The charge sheet states: “In order to fund the subscription for the preferences shares issued by SH on October 29 1999, the share exchange, the PVET2 investment, the PEI loan, the SH commission deposit and the Saambou commission deposit were performed.”

On October 29 1999, Saambou made three separate payments to PEI amounting to R59,5-million. Two of the payments, one for R24-million by Saambou and the other a R23-million made by SH, were commission deposits. These payments were in respect of commission that was only set to be calculated in September 2004. The third payment was a R12,5-million interest-free loan, agreed on with PEI and paid to PVET2.

The charge sheet alleges that all three of these transactions had considerable risk and, despite the accused being fully aware of these risks, they effected the payments, which, instead of being written off in Saambou’s books, were shown as assets.

A further transaction took place on October 29 1999 whereby Saambou paid an amount of R115 000 to PVET2 for 11 500 redeemable preference shares that were to be redeemed in September 2004.

PVET2’s only material assets at the time were 1,335-million compulsory redeemable preference shares and 4,6-million compulsory convertible preference shares issued by SH.

The charge sheet alleges that a letter from CMI to PVET2, sent in February 2000, confirmed that a share exchange had taken place, in which CMI exchanged the 5,935-million ordinary shares it held in SH for the 5,935-million preference shares held by PVE2.

It is alleged that the directors of Saambou decided that the business of CMI was to be restricted and a special resolution was lodged with the Registrar of Companies on March 31 1998 limiting CMI to specific business interests.

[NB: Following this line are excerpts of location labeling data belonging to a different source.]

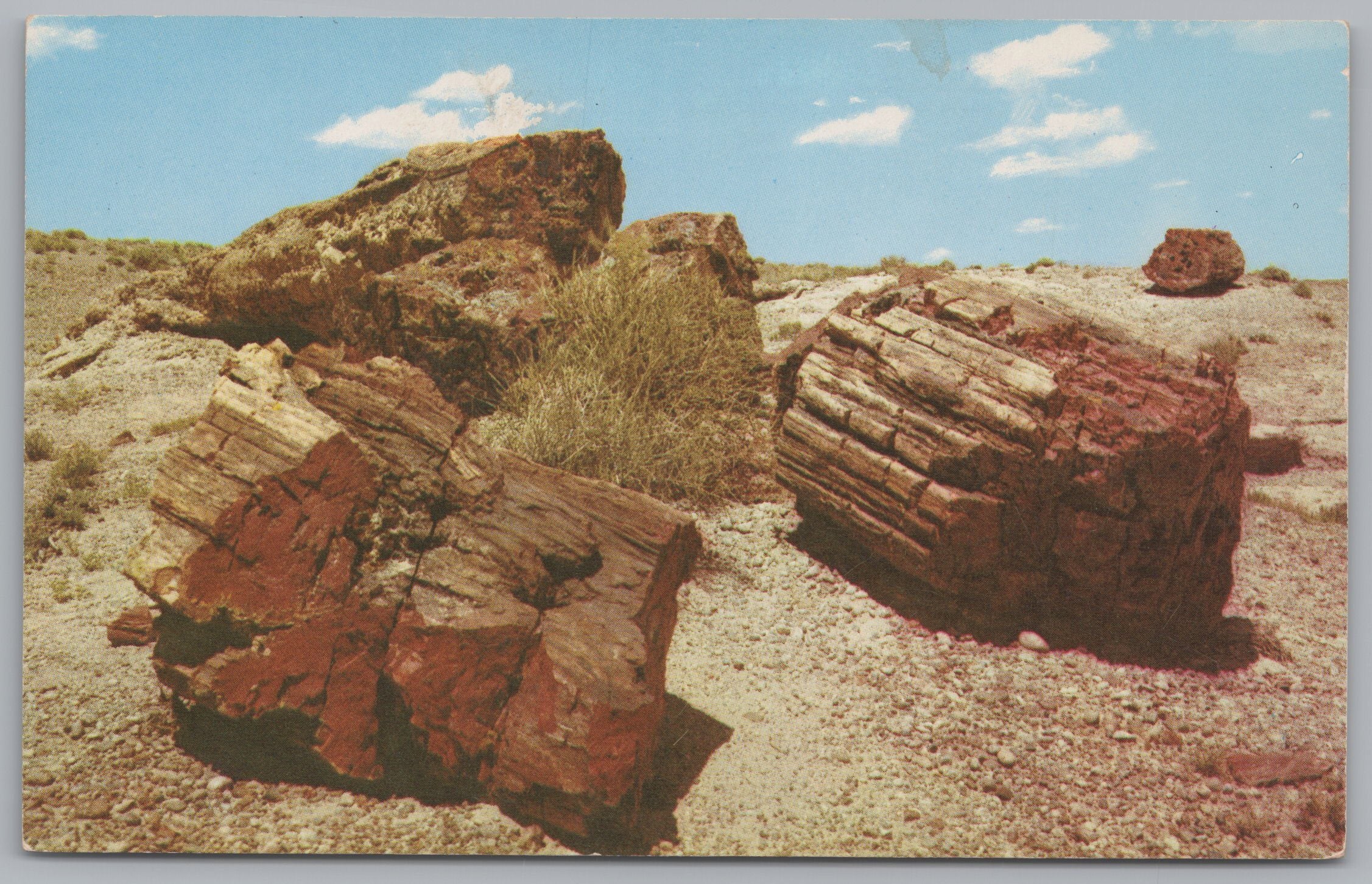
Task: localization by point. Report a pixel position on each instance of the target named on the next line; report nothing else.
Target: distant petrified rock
(354, 583)
(708, 242)
(435, 259)
(1195, 260)
(132, 628)
(1032, 472)
(1272, 451)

In violation of this resolution, the directors of CMI agreed to it being involved in the share exchange, even though the exchange was not in the interest of CMI or Saambou.

The charge sheet states, in count three, dealing with the theft of over R57-million, that the accused did “unlawfully and with the intention to steal, dispose CMI of 5 935 000 listed ordinary shares in SH”.

These allegedly stolen shares were sold on the open market between October 8 and 26 1999, and the proceeds of R57,7-million were placed as a deposit with Saambou by PVET2.

Myburgh, Edwards and De Clercq are set to return to the Pretoria Regional Court on November 22, when the case is expected to be referred to the High Court.